Full Report for Listed Buildings
The list description is not intended to be a complete inventory of what is listed: it is principally intended to aid identification. By law, the definition of a listed building includes the entire building (i) and any structure or object that is fixed to the said building and ancillary to it and (ii) any other structure or object that forms part of the land and has done so since before 1 July 1948, and was within the curtilage of the building, and ancillary to it, on the date on which said building was first included in the list, or on 1 January 1969, whichever was later.
Date of Designation
16/02/1988
Date of Amendment
18/02/2003
Name of Property
Church of St Margaret
Unitary Authority
Rhondda Cynon Taff
Location
At S end of Dyffryn Road set back from junction with New Road (A4059); Campell Terrace to rear.
Broad Class
Religious, Ritual and Funerary
History
Original building of apse, nave and W aisle 1860-2 designed by JP Seddon (Prichard and Seddon) architect of Llandaff and London, for J. Bruce Pryce, father of the first Lord Aberdare.
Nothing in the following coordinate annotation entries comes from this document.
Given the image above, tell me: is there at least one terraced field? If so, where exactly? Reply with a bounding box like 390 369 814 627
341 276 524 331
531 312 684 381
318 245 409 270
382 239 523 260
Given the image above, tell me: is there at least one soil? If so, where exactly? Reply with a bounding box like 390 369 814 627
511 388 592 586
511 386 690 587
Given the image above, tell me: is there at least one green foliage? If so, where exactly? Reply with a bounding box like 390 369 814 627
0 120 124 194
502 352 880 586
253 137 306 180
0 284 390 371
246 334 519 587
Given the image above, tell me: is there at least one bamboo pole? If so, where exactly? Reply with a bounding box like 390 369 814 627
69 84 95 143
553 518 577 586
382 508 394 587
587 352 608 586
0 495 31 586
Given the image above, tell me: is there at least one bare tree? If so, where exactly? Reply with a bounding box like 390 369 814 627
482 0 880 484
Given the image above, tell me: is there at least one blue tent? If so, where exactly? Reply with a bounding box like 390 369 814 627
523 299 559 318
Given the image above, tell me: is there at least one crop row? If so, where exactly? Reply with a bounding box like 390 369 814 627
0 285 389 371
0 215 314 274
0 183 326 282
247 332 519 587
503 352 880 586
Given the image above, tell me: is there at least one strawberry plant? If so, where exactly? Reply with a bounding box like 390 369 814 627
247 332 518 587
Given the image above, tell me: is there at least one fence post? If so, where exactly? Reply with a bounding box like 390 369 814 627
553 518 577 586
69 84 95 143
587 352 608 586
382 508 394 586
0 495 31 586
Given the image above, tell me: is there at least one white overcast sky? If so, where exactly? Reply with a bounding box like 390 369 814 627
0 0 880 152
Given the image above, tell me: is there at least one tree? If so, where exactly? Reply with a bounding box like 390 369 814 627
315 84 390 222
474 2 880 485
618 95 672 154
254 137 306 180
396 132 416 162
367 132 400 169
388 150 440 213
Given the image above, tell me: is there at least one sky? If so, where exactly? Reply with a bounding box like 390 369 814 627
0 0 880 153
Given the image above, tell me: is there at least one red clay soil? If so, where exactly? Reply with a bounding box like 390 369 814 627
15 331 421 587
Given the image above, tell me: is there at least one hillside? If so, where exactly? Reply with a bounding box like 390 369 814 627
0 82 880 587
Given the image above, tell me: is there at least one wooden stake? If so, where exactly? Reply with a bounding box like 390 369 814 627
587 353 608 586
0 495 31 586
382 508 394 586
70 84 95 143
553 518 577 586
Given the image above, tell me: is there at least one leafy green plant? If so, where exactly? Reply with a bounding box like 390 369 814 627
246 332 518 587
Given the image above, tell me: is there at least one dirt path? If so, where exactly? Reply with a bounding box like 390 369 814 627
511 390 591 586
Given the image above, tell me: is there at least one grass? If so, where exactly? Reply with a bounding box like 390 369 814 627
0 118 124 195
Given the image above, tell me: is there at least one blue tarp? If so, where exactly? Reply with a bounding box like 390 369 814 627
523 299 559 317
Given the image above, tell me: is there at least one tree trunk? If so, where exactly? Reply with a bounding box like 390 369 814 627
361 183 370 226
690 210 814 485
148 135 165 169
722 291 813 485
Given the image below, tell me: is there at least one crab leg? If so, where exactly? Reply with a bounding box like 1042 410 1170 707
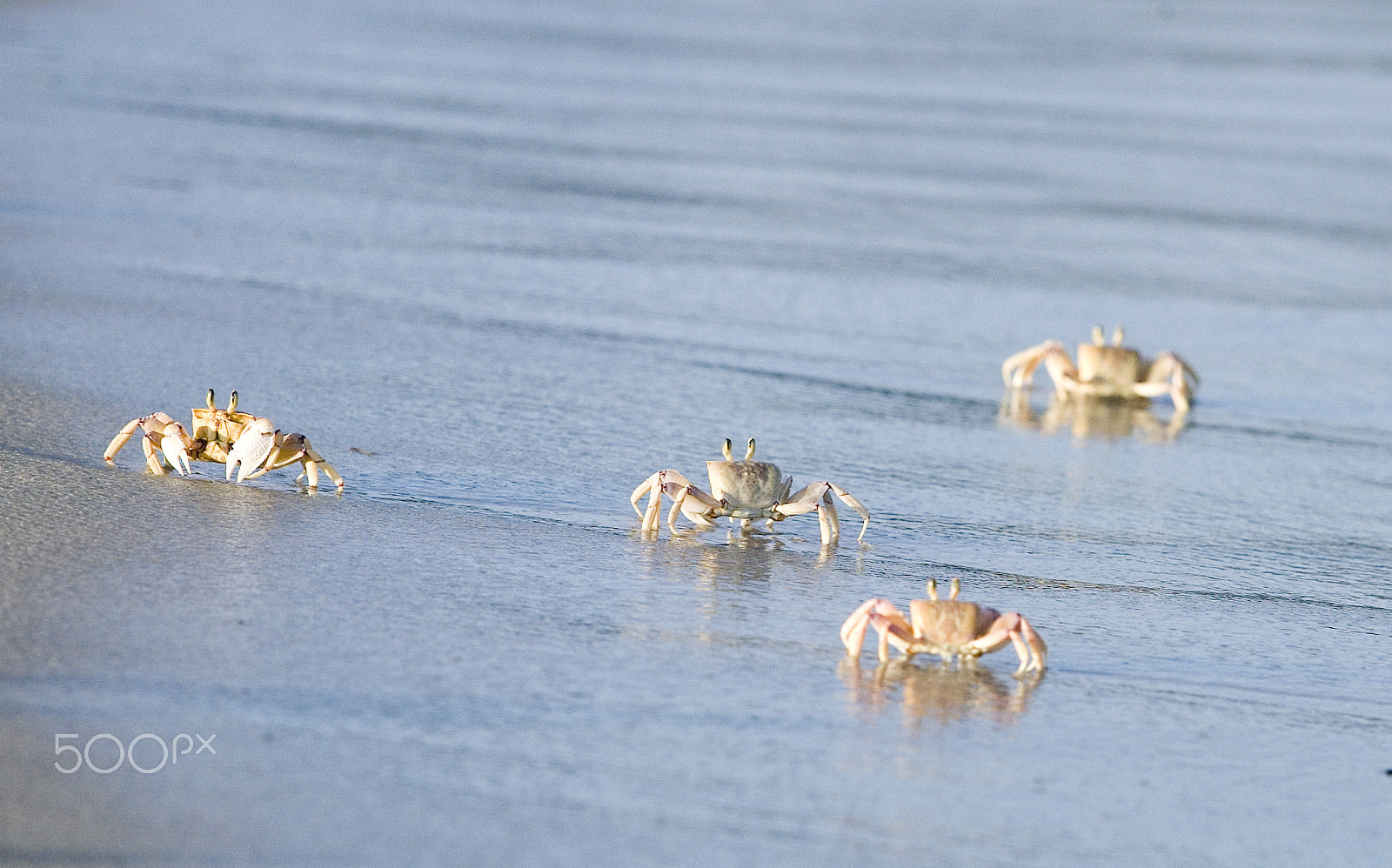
1000 339 1067 388
141 434 164 476
963 612 1048 676
840 597 914 661
663 483 726 530
1134 351 1199 411
774 480 870 545
628 471 666 533
151 422 193 476
242 432 344 491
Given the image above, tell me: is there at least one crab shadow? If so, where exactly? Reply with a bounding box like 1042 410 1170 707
997 388 1188 443
837 658 1044 731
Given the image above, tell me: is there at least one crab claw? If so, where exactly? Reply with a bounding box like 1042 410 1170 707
227 414 276 483
840 597 914 661
160 423 192 476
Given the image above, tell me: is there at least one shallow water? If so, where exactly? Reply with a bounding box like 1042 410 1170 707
0 2 1392 865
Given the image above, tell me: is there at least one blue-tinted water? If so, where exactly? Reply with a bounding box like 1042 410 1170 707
0 0 1392 865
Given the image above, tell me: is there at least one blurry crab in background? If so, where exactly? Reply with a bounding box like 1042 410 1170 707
629 438 870 545
1000 325 1199 413
840 578 1048 678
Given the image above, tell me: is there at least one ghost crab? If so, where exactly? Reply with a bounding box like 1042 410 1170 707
102 390 344 491
1000 325 1199 413
629 438 870 545
840 578 1048 678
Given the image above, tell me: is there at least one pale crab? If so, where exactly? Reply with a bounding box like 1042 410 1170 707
840 578 1048 678
629 438 870 545
1000 325 1199 413
102 390 344 491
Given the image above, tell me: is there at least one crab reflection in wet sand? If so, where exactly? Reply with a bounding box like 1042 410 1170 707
837 658 1040 726
629 438 870 545
1000 390 1188 443
840 578 1048 678
1000 325 1199 413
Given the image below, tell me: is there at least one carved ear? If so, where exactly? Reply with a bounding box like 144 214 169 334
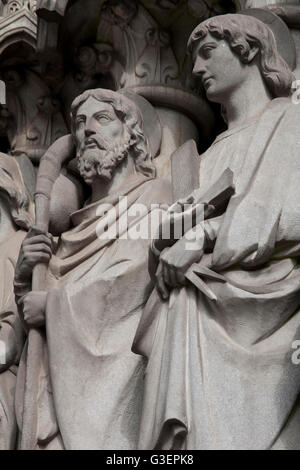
248 45 259 64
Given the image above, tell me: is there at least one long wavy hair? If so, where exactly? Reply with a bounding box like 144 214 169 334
188 14 295 98
0 153 34 230
71 88 156 177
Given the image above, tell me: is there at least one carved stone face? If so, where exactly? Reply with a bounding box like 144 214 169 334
75 97 129 185
193 33 248 104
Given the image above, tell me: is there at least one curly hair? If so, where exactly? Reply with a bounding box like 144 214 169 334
71 88 156 177
0 153 34 230
188 14 295 98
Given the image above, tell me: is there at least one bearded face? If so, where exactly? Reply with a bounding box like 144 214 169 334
75 97 130 185
77 135 129 185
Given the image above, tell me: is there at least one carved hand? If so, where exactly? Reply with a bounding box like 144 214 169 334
0 323 18 373
156 226 205 300
20 292 47 329
15 227 53 282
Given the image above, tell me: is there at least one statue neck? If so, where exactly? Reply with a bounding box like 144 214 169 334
90 156 135 204
0 200 16 244
223 67 272 129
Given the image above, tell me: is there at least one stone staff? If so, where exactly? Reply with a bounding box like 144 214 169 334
21 135 74 450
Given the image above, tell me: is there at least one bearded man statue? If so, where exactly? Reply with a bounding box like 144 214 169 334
16 89 170 449
0 154 33 450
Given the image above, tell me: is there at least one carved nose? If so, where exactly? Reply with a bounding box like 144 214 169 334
193 60 205 77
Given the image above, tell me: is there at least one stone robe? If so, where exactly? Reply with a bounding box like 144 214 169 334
16 174 170 449
0 230 26 450
133 98 300 449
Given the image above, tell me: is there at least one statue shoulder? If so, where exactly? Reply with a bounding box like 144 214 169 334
143 178 173 204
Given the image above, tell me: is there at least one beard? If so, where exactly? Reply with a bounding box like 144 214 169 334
76 136 129 185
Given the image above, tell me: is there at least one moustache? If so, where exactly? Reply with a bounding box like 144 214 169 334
80 134 111 150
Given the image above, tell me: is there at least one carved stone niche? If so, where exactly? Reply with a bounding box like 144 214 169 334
0 0 68 193
236 0 300 79
43 0 236 182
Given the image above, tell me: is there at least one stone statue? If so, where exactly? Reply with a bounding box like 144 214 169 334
15 89 170 449
134 14 300 449
0 154 33 450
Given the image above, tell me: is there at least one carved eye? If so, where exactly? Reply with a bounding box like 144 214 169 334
76 119 85 130
96 114 111 124
201 47 213 59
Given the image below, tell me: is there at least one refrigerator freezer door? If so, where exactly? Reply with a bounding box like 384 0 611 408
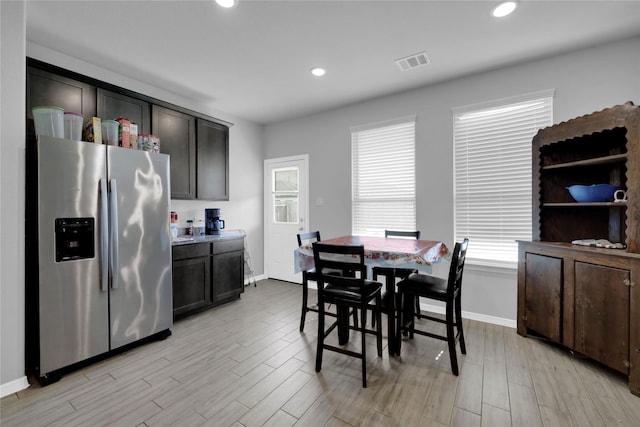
107 147 173 350
37 137 109 374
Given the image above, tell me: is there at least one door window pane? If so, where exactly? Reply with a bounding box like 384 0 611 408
271 168 300 224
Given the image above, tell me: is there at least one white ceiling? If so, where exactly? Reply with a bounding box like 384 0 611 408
27 0 640 123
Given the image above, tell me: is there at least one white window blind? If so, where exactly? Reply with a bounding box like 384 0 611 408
453 92 553 267
351 117 416 236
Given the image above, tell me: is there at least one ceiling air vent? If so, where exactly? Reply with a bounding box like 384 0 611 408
396 52 429 71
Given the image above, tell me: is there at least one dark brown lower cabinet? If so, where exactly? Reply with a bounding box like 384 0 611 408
172 243 212 319
172 237 244 319
213 240 244 303
575 262 631 373
517 242 640 396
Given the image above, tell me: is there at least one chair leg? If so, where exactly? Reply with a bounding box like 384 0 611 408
300 275 309 332
360 304 367 388
455 294 467 354
375 295 380 357
396 293 404 356
316 301 324 372
445 301 458 376
398 293 418 339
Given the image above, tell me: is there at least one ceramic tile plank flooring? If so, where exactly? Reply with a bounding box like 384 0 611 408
0 280 640 427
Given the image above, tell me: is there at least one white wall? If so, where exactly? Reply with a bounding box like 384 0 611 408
0 1 27 396
265 37 640 326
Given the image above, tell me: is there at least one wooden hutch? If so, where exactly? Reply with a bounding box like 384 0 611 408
517 102 640 396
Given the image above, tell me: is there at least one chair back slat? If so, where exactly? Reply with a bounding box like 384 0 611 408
447 237 469 294
313 242 367 290
384 230 420 240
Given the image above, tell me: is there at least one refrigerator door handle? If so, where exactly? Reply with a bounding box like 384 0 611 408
109 179 120 289
99 178 109 292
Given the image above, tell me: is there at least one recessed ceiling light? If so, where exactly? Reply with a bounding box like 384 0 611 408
216 0 239 8
491 1 517 18
311 67 327 77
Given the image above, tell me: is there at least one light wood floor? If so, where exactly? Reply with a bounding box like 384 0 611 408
0 280 640 427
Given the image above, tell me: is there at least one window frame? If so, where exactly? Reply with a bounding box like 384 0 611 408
350 115 417 236
452 90 555 269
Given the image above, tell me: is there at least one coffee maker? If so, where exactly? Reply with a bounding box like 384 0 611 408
204 208 224 234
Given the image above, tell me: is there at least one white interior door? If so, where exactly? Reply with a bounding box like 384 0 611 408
264 154 309 283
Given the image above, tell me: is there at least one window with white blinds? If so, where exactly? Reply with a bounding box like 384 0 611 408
453 91 553 267
351 117 416 236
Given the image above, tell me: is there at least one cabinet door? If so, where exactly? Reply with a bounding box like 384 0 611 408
98 89 151 133
27 67 96 138
197 119 229 200
151 105 196 199
575 262 631 373
173 257 211 318
213 251 244 303
525 253 562 342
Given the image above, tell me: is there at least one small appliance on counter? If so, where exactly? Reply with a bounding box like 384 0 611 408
204 208 224 234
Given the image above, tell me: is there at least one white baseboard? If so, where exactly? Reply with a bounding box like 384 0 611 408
244 274 266 286
0 377 29 398
420 303 517 329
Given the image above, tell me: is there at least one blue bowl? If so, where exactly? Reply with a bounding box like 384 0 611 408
567 184 620 203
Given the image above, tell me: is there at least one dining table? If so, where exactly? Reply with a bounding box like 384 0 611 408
294 235 451 356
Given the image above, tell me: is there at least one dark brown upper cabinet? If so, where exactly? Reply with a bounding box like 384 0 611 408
151 105 196 199
98 88 151 134
27 67 96 139
196 119 229 200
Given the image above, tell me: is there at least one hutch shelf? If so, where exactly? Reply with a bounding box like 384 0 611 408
517 102 640 396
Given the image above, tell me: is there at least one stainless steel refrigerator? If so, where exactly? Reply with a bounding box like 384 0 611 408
25 137 173 383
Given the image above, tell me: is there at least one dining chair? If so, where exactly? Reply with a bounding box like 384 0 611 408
298 231 358 332
396 238 469 375
371 230 420 321
313 242 382 387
Enlarged with E aisle and vestry 1883-4 by John Prichard; new chancel, vestry and tower added by E Bruce Vaughan, architect of Cardiff, in 1898.
Exterior
Complex High Victorian parish church orientated N and S in Early English style with some later C13 style detailing. Plan form of chancel, E organ chamber and transept, W vestries with tower in angle, aisled nave and NW porch. Snecked rubble masonry, pale freestone dressings, parapet gables with seatings for finials, slate roofs. Tall buttressed S front with niche containing St Margaret's statue to gable; wide 5-light window with cusped lancets in echelon, hoodmould, spandrel paterae, stepped sill band. Square SW tower with short pyramidal spire and weathervane behind crenellated parapet, Y-tracery bell-openings, polygonal stair turret. Lateral gables with plate tracery windows. Decorated tracery in finial surround to E side window. Twin lancets to aisles, NW porch with elaborately carved tympanum of Christ in a mandorla, angel supporters, crocketted arch over,roundel in apex, cusped panelling to double doors. Simple N front with large cusped oculus over door.
Interior
Interior has boarded and ribbed waggon roof to chancel, foliage paterae and angel supporters. Hood moulds, nook shafts, stiff-leaf capitals to windows and head stops, some portraits, to lateral arches. Arcaded end wall with 5-bay tabernacled reredos of 1904 designed by Bruce Vaughan, containing seated figures; triple arch sedilia. Tripartite responds with fillets to tall chancel arch. 6-bay nave without clerestory (wide bay second from E), round piers with foliage and scallop capitals, double-chamfered arches; unmoulded treatment to W bays, plain waggon roof, lean-to aisles. Elaborate furnishings include pulpit and lectern of 1897-8; stone font of 1905; organ of 1914 (remodelled 1952 to designs by Sir Percy Thomas). Fine stained glass includes chancel windows of 1900 by Robert J Newbery of London commemorating John Nixon principal colliery owner in the Cynon valley; other windows by Mary Lowndes 1917 (N transept), James Clarke 1916 (N aisle NE), AJ Davies of the Bromsgrove Guild 1930 (N aisle).
Reason for designation
Listed as a Victorian church with an interesting development history with contributions from leading South Wales architects in C19.